At harvest, grain almost never comes off the field at the exact moisture it is sold at. Wet grain weighs more because of the extra water, so it must be shrunk to the standard moisture before it can be priced. This calculator converts your wet field weight into standard-moisture bushels, applies the elevator’s moisture discount, and tells you whether drying it yourself pays.
How it works
Two shrink steps and a discount combine into the settlement:
dry_weight = wet_weight × (100 − field_moisture) / (100 − standard_moisture)
net_weight = dry_weight × (1 − handling_shrink/100)
bushels = net_weight / test_weight_per_bushel
discount = wet_bushels × points_over_standard × discount_per_point
net_payment = bushels × price − discount
The first line removes the water; the second removes handling shrink; the third converts to bushels; the discount docks dollars for every moisture point above the standard.
Worked example: corn at 18% moisture
Suppose you deliver 100,000 lb of corn reading 18% on the moisture meter. The elevator buys at a 15% standard, applies a 0.5% handling shrink, uses a 56 lb test weight, and docks $0.05 per point per bushel above standard.
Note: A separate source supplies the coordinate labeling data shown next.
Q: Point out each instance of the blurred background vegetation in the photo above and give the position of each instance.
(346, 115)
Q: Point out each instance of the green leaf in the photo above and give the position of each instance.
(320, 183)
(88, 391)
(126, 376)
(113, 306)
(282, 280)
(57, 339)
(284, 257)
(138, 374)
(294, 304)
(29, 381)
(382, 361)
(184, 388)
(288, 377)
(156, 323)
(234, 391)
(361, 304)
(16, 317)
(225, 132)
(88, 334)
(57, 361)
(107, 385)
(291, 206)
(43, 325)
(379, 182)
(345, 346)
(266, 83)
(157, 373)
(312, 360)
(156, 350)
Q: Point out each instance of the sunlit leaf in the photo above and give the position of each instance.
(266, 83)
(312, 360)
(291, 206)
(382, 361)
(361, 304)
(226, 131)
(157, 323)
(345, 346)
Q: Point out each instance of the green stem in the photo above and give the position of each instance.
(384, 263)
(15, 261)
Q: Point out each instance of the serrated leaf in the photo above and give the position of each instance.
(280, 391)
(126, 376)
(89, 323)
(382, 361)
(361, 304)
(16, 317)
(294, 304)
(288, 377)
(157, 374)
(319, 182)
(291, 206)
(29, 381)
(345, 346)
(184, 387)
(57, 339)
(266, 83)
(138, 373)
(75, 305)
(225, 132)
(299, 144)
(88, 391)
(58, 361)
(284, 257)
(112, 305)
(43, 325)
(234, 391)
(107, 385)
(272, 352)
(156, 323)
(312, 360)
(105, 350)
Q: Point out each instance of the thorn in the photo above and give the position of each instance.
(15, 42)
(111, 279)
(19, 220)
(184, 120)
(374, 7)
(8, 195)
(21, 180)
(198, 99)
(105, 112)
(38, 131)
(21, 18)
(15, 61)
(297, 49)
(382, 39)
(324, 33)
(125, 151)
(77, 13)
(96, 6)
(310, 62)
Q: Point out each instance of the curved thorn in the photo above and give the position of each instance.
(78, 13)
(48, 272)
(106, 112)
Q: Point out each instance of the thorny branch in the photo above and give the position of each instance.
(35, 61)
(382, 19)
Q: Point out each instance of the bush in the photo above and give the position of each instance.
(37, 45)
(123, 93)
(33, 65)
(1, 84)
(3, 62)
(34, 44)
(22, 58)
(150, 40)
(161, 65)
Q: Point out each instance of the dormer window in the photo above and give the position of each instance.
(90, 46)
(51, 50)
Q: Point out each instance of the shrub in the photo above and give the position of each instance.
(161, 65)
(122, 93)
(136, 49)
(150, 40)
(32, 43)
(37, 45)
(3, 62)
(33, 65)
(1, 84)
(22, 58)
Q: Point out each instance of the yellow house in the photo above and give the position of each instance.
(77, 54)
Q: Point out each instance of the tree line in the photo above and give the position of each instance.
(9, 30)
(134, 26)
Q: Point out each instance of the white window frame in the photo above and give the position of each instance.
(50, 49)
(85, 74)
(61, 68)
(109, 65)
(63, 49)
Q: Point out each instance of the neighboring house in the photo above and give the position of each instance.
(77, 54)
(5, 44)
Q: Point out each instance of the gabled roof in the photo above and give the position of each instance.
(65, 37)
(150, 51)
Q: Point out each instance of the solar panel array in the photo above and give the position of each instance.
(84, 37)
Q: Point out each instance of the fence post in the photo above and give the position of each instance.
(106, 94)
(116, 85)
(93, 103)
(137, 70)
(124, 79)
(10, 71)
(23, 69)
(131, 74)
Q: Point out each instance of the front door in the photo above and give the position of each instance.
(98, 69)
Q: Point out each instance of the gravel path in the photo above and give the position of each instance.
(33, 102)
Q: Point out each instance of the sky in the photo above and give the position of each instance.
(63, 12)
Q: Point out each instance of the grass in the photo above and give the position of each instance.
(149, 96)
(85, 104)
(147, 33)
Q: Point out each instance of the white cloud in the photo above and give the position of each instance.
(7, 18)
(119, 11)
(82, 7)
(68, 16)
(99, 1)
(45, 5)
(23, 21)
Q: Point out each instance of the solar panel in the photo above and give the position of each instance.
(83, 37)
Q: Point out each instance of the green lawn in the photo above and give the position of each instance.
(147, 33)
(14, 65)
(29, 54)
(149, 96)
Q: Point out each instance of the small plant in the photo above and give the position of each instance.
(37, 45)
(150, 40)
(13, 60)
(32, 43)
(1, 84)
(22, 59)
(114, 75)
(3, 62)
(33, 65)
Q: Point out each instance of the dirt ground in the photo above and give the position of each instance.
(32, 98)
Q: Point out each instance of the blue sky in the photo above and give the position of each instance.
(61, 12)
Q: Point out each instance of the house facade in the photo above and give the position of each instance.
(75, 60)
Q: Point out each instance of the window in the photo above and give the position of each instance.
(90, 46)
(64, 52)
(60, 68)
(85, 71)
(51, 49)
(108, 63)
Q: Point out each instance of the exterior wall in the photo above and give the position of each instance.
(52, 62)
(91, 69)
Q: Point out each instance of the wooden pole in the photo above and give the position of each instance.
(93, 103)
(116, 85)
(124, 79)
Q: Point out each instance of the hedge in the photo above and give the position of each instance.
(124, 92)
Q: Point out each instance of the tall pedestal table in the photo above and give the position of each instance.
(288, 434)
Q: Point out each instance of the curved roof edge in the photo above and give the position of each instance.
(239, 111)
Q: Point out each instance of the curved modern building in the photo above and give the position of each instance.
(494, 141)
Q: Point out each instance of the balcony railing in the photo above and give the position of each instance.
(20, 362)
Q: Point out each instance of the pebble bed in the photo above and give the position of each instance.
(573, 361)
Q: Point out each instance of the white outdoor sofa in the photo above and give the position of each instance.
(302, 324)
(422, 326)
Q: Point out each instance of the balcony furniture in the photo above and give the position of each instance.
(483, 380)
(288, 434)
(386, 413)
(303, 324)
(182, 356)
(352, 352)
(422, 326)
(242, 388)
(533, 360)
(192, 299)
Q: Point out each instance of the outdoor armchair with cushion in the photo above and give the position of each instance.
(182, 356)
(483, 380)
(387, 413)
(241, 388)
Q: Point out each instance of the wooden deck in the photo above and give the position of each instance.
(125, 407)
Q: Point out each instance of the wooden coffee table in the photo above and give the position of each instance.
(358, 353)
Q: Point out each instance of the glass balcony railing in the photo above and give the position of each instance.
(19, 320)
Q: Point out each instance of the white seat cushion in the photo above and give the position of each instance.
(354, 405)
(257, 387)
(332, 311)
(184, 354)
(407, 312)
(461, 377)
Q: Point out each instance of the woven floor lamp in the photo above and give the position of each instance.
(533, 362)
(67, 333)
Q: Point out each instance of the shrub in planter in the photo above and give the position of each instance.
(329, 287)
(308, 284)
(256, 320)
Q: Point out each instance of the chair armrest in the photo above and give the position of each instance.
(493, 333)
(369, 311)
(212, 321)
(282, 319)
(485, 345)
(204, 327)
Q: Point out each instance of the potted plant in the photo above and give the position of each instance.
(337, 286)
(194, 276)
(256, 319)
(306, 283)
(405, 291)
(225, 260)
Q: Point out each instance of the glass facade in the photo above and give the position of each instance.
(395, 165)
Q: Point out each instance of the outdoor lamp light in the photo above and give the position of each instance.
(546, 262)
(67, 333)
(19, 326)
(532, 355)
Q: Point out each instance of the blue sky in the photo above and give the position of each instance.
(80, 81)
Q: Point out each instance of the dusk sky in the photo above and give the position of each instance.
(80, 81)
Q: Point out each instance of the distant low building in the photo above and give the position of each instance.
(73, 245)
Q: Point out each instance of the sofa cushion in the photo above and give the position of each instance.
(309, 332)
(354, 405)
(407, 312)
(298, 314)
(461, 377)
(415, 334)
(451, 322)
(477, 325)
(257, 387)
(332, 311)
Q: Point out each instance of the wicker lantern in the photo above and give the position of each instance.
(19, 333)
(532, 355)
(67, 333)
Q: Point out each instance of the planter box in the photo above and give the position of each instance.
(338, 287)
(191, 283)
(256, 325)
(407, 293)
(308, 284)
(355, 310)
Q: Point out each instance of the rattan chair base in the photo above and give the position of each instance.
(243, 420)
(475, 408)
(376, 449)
Step 1 — Remove the water:
dry_weight = 100,000 × (100 − 18) / (100 − 15)
= 100,000 × 82 / 85
≈ 96,471 lb
Step 2 — Apply handling shrink:
net_weight = 96,471 × (1 − 0.005) = 96,471 × 0.995 ≈ 95,988 lb
Step 3 — Convert to bushels:
bushels = 95,988 / 56 ≈ 1,714 standard-moisture bushels
Compare that to the 100,000 / 56 ≈ 1,786 wet-scale bushels you might have naively counted. The shrink alone erases 72 bushels.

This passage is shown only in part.